Perusahaan yang bertangung jawab, PT KBS, akhirnya sepakat memenuhi hak-hak dua AKB setelah bertemu dengan Kemenlu pada 13 Mei 2020 dan 27 Agustus 2020. Seluruh hak berupa gaji, deposit, santunan dan asuransi telah diberikan kepada ahli waris Alm S dan Alm Ar secara penuh sesuai PP No. 7 Tahun 2000 tentang Kepelautan.
"Pemenuhan hak itu terlaksana berkat kerjasama Kemlu dan kementerian atau lembaga terkait serta Serikat Pekerja Perikanan Indonesia," ujar keterangan tertulis Kemenlu pada Sabtu (29/8).
Sebelumnya, Kemenlu mengungkapkan Pemerintah Indonesia telah memberi perhatian serius terhadap permasalahan yang dialami ABK Indonesia di kapal Long Xin 605, Long Xin 629, dan Tian Yu 8. Diketahui, ketiga kapal tersebut membawa 46 ABK asal Indonesia dan 15 diantaranya berasal dari Kapal Long Xin 629.

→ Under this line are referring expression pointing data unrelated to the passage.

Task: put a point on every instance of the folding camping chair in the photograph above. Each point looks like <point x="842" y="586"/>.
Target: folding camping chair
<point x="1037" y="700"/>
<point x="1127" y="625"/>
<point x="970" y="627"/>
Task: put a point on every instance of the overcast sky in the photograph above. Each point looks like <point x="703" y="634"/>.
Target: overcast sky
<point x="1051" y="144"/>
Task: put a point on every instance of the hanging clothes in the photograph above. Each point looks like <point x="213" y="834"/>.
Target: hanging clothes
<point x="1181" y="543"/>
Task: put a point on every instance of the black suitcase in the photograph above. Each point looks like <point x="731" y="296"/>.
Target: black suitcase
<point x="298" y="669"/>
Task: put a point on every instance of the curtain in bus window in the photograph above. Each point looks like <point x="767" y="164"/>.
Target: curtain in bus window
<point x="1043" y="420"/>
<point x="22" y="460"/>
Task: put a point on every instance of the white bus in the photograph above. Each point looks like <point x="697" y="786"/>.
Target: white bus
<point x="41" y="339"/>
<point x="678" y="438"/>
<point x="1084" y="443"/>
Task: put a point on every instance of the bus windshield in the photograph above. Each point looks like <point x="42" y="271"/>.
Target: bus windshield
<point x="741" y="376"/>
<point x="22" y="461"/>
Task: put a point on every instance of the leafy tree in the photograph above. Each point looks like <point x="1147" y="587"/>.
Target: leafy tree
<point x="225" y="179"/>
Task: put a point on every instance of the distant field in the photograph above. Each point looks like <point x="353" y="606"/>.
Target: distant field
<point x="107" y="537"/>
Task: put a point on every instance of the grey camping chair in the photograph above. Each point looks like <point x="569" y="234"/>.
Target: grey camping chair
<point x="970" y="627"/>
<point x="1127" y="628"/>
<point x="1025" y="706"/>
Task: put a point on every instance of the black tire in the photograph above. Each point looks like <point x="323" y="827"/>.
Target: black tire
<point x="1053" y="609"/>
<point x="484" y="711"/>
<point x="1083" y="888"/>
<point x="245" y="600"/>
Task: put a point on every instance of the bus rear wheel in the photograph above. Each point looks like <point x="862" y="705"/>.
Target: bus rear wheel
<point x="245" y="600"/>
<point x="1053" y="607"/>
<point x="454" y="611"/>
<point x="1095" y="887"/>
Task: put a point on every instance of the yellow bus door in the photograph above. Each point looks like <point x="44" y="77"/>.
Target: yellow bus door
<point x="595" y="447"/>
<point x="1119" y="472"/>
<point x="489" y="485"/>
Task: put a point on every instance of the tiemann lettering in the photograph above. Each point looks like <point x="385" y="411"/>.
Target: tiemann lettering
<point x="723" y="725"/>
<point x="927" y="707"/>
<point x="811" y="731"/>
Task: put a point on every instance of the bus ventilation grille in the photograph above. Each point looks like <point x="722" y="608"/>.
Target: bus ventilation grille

Kemenlu telah memfasilitasi kepulangan dan meminta klarifikasi ke pemerintah Tiongkok terkait kasus pelarungan dan perbudakan ABK. Kemenlu bahkan memanggil Duta besar Tiongkok untuk Indonesia untuk meminta jawaban yang jelas terkait kasus tersebut.
Selain itu, Kedutaan Besar Republik Indonesia (KBRI) di Beijing, Tiongkok, telah menyampaikan nota diplomatik meminta klarifikasi mengenai kasus itu. Namun, Tiongkok hanya menyebut pelarungan jenazah dilaksanakan sesuai praktek kelautan internasional untuk menjaga kesehatan awak kapal lainnya.
Kasus pelarungan ABK Indonesia terungkap setelah beredar video siaran kantor berita Korea Selatan, MBC News, yang melaporkan dugaan perbudakan terhadap ABK asal Indonesia yang bekerja di kapal ikan milik Tiongkok. Para ABK dilaporkan mendapat perlakuan tidak manusiawi.
MBC News pada Rabu (6/5) menayangkan sebuah video yang menggambarkan jenazah seorang ABK asal Indonesia dibuang ke laut. Jenazah tersebut diketahui bernama Ari, berusia 24 tahun, yang meninggal karena sakit.
Selain itu, laporan MBC News juga menanyangkan kesaksian para ABK asal Indonesia terkait kondisi kerja yang tidak manusiawi. Di antaranya, dipaksa bekerja 18 jam sehari bahkan ada yang dipaksa bekerja hingga 30 jam.
Mereka diberikan istirahat selama enam jam sehari untuk kesempatan tidur dan makan. Upah yang diterima pun sungguh tidak layak.
Setelah bekerja selama 13 bulan di laut, para ABK tersebut hanya mendapat upah US$ 120 per orang atau Rp 1,8 juta (asumsi kurs Rp 15.000). Artinya, setiap orang hanya menerima kurang lebih Rp 138.000 per bulan selama 13 bulan berada di laut.